探偵少女の助手
佐熊カズサ
第1話
ふと、視界に飛び込んだ派手なチラシに目を取られた。
重そうなグレーの空の下、居酒屋やクラブが立ち並ぶ少し荒んだ通りを講義中に蓄えた眠気を引きずりながらだらだらと歩いていた俺は、小さなアパートに向かっていた足を止めた。
所々塗装の剥がれたねずみ色の雑居ビルのガラス扉に貼られたチラシに近づいて内容に目を通す。
「探偵助手……募集……?」
目が痛くなるほど真っ赤なポップ体で書かれた文字を読み上げる。地元のスーパーのチラシのようなデザインに不釣り合いな文字列に違和感を覚えた。
続きが気になってさらに読み進める。
『探偵の助手として一緒に働いてみませんか?
初心者歓迎、物探しや人探しが得意な方は特に歓迎します』
その下には時給、業務内容、メールアドレスや事務所の住所など基本的な情報が載っていた。
業務はペットの捜索や人探しなどいかにも探偵らしいものだが、その報酬には我が目を疑った。
伊達メガネのブリッジを人差し指で押し上げ、顔を近づけて目を凝らす。
テレフォンオペレーターにも引けを取らない時給に成果報酬が追加されるというのだ。
仕送りで生きる貧乏大学生には垂涎ものである。正直、今働いている喫茶店のアルバイトなんて比べものにしかならない。

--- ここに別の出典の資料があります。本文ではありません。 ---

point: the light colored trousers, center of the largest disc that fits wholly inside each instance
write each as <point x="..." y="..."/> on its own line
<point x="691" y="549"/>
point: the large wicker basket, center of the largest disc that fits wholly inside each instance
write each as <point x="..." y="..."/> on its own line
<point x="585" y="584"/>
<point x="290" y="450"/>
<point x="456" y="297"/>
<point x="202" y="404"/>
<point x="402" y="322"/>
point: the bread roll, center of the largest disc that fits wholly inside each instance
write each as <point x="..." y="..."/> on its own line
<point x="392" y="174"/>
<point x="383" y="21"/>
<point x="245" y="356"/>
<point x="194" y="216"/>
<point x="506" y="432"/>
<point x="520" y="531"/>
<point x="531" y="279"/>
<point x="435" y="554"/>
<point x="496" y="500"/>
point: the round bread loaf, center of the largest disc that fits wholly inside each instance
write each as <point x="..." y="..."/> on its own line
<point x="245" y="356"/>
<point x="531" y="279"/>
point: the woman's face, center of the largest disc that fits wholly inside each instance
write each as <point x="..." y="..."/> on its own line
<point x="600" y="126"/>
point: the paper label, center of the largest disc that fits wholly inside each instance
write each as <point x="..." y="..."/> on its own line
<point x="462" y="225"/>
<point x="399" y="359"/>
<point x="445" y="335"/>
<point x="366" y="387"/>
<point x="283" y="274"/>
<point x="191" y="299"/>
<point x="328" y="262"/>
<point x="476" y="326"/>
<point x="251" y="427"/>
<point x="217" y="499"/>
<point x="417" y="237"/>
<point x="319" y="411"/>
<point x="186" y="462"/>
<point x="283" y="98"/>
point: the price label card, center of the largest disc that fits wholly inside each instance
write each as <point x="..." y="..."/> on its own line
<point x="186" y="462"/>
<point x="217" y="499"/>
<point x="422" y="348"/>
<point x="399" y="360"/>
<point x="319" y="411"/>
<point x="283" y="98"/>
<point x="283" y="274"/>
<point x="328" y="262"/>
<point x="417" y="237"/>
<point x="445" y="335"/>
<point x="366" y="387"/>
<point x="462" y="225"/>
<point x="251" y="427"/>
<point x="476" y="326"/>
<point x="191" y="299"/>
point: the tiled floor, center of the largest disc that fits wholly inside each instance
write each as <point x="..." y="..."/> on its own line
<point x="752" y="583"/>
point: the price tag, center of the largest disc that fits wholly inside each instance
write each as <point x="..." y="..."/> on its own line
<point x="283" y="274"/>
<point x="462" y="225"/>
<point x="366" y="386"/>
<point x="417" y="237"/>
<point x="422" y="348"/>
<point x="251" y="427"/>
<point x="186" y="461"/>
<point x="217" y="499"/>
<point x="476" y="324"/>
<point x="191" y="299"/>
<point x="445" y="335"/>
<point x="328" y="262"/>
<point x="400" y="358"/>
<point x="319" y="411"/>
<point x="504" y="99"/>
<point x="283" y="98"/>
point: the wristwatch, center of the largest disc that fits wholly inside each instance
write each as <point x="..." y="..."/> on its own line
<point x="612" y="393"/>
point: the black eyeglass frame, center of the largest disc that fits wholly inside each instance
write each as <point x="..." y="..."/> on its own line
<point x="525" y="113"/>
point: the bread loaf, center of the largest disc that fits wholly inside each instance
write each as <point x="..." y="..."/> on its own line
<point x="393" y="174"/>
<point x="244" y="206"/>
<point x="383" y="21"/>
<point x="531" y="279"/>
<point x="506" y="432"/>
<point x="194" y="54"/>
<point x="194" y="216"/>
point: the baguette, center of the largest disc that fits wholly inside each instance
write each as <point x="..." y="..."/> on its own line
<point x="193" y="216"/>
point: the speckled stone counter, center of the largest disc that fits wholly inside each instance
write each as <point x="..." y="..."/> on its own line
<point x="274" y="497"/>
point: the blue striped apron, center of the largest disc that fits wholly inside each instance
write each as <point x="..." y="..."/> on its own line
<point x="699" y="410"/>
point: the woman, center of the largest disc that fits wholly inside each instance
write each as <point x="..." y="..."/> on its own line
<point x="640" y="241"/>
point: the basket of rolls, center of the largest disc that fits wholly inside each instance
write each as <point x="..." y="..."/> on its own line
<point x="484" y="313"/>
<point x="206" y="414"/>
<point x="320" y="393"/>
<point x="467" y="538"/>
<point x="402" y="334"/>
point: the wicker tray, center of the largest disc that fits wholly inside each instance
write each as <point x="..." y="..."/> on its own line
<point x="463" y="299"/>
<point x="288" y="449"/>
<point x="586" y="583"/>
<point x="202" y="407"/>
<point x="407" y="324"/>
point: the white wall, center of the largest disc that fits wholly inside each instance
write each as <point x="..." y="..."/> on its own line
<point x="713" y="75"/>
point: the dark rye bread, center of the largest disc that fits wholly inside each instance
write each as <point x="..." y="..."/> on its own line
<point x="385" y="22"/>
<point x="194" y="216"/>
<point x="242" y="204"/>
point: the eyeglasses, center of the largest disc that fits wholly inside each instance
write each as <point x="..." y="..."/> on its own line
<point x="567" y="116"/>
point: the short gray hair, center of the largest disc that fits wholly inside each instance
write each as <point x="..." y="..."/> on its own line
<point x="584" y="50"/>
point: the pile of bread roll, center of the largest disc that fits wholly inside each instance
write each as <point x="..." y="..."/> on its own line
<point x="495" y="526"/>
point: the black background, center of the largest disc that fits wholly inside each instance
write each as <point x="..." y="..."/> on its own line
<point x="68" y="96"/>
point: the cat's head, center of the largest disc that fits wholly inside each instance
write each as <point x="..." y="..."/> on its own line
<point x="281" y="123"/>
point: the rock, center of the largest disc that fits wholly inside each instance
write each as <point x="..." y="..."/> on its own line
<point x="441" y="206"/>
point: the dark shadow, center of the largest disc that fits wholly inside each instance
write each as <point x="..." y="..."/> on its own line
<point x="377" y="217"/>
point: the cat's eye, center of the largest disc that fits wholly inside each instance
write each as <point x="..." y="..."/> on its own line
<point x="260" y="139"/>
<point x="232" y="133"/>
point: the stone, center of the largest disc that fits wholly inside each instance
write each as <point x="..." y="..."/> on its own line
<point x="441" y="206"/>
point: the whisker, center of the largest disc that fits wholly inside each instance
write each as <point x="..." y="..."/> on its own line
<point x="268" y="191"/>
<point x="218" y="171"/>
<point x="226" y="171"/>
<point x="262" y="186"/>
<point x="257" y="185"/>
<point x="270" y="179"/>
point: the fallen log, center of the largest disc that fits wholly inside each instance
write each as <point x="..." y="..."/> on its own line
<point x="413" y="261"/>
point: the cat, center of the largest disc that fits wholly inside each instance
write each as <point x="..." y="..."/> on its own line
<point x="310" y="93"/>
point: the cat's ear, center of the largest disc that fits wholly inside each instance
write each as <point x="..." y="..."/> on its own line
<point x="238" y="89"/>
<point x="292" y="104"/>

しかしあまりにも縁遠い探偵という職業に、不思議と魅力を感じなかった。何より現実味を感じなかった。
というか、今だってこのチラシが幻覚か誰かのいたずらなんじゃないかと若干疑っている。この近辺に住み出して三年近くになるが、探偵らしい人物なんて一度だって見かけたことがないのだ。いや、素人目には分からないほど馴染んでいるだけなのかもしれないが。
とにかく探偵というのは常に危険と緊張が付き纏うような仕事だろう。事勿れ主義の俺にとって、喫茶店を辞めてまで働きたいような職業ではないことは確かだった。
まあいいさ。
はあ、と息を吐いて、いずれ話のネタにでもしよう、と頭の片隅に記憶を留めて再び帰路についた。

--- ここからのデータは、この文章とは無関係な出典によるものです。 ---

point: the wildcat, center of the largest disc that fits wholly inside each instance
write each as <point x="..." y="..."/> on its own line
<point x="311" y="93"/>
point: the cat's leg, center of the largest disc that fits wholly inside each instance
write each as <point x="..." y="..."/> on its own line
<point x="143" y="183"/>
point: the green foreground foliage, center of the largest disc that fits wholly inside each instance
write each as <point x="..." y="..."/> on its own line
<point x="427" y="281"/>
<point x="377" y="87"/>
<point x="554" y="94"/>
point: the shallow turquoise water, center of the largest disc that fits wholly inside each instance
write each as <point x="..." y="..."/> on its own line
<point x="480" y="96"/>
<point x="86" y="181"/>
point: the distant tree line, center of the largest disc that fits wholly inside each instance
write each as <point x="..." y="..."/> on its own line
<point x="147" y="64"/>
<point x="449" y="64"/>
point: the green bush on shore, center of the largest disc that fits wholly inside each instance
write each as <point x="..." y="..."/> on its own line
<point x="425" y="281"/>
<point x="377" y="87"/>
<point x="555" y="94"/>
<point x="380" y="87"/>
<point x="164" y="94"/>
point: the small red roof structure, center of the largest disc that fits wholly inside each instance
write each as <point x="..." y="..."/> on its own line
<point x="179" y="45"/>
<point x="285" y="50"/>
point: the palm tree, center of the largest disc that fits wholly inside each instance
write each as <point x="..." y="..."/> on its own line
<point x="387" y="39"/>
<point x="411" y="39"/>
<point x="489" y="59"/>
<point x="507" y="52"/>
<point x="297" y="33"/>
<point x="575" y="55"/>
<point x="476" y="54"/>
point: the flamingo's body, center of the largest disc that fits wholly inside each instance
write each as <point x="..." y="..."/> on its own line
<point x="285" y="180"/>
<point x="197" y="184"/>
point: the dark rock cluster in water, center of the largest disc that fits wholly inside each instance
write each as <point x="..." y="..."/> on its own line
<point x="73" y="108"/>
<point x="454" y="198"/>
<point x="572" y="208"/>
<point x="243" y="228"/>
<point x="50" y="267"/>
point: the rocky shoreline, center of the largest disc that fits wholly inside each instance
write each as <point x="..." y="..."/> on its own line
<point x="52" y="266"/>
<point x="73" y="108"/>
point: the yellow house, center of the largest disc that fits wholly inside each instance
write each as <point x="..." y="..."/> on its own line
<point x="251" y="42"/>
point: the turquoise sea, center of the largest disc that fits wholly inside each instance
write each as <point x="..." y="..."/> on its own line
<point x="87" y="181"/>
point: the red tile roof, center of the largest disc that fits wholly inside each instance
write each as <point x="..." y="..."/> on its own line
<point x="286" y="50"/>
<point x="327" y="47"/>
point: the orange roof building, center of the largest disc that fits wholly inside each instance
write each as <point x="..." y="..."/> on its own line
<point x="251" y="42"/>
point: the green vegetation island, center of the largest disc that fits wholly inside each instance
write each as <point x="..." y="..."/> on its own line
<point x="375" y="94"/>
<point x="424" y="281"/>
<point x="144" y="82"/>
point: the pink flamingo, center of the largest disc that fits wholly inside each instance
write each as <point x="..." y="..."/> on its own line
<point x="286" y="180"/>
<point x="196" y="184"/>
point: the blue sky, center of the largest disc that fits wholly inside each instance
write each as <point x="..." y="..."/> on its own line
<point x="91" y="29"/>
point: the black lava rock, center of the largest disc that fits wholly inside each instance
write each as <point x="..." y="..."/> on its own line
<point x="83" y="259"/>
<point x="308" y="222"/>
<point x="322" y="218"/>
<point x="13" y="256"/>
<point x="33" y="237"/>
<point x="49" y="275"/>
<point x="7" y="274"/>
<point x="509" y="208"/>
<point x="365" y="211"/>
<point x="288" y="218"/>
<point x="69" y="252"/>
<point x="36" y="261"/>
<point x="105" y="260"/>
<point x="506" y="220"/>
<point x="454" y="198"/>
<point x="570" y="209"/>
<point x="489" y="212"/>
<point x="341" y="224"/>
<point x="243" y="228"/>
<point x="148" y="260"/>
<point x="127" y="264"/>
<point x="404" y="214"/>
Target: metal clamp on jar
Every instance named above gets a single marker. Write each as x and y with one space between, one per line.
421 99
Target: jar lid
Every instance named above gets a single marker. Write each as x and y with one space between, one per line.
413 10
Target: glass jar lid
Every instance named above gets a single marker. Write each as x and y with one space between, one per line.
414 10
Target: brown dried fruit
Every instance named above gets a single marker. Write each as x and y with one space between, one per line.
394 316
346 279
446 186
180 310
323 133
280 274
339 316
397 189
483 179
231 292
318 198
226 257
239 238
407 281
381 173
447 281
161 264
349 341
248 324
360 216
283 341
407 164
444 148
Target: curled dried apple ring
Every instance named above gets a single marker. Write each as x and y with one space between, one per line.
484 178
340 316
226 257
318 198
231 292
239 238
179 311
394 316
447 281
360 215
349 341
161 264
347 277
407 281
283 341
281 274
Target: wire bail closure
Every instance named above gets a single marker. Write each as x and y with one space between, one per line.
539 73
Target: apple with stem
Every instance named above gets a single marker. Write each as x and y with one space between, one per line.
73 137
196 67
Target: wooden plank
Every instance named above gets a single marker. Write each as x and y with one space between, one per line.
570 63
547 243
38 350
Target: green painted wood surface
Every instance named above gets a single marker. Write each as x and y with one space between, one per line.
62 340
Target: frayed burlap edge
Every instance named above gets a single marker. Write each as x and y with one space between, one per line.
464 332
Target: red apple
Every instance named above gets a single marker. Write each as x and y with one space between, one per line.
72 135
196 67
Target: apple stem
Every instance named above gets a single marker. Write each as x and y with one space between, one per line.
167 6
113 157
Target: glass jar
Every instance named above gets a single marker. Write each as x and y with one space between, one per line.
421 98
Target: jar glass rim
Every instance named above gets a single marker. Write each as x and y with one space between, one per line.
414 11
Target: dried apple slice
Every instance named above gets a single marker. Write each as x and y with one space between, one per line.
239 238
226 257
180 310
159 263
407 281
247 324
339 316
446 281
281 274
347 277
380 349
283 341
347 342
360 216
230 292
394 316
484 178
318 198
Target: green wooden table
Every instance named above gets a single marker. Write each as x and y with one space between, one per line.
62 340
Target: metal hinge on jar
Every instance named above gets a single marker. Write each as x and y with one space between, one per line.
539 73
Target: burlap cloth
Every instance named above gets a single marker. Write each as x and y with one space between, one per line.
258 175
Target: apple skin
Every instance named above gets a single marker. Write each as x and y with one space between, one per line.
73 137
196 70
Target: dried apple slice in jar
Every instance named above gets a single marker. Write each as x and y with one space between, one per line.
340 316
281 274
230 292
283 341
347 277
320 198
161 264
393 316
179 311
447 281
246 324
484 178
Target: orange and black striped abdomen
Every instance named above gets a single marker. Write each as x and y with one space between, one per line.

静かな住宅街の中に建つアパートの部屋へ帰宅し、カップ麺で夕食を済ませてベッドがわりのソファに寝転んだ。
スマホでゲームアプリを起動させる。世界の料理を擬人化した美少女を操作するターン制RPGである。
ゲーム内イベントは既に後半戦へと進んでいる。雪山を走る蒸気機関車内で起こる事件を解決するイベント限定のストーリー。

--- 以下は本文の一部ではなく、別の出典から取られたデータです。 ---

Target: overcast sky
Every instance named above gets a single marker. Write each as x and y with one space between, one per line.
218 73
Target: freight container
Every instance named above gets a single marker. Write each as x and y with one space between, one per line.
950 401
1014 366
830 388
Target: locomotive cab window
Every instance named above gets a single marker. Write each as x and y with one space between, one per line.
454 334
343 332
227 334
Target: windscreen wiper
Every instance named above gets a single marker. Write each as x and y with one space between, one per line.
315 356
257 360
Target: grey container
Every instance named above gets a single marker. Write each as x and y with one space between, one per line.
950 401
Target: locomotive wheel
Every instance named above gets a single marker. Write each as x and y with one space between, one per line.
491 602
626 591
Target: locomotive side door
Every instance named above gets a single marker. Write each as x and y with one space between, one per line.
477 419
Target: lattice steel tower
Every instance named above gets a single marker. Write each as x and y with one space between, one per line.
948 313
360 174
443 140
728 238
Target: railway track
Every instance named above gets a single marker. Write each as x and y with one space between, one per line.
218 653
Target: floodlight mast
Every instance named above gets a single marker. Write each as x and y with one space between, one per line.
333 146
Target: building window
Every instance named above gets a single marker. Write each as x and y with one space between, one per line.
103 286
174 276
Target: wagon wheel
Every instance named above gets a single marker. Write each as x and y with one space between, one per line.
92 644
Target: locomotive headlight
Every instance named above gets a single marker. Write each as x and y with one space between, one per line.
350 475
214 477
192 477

画面の中で探偵役のプレイヤーキャラがラウンジに集めた乗客を前に推理ショーを披露する。
「…………」
肺のあたりに靄が入り込んだように息がつまる。
ろくに読まずにテキストを次に送る。
『探偵』という存在が夕方に見たチラシを思い出させてうまく集中できない。
仕方なくストーリーは読み飛ばして、バトルのみを繰り返した。
途中で時計を確認すると既に日付を跨いでいたが、中断はさせなかった。
しばらく続け、ランキングが五百位以内に入ったのを確認してようやく眠りについた。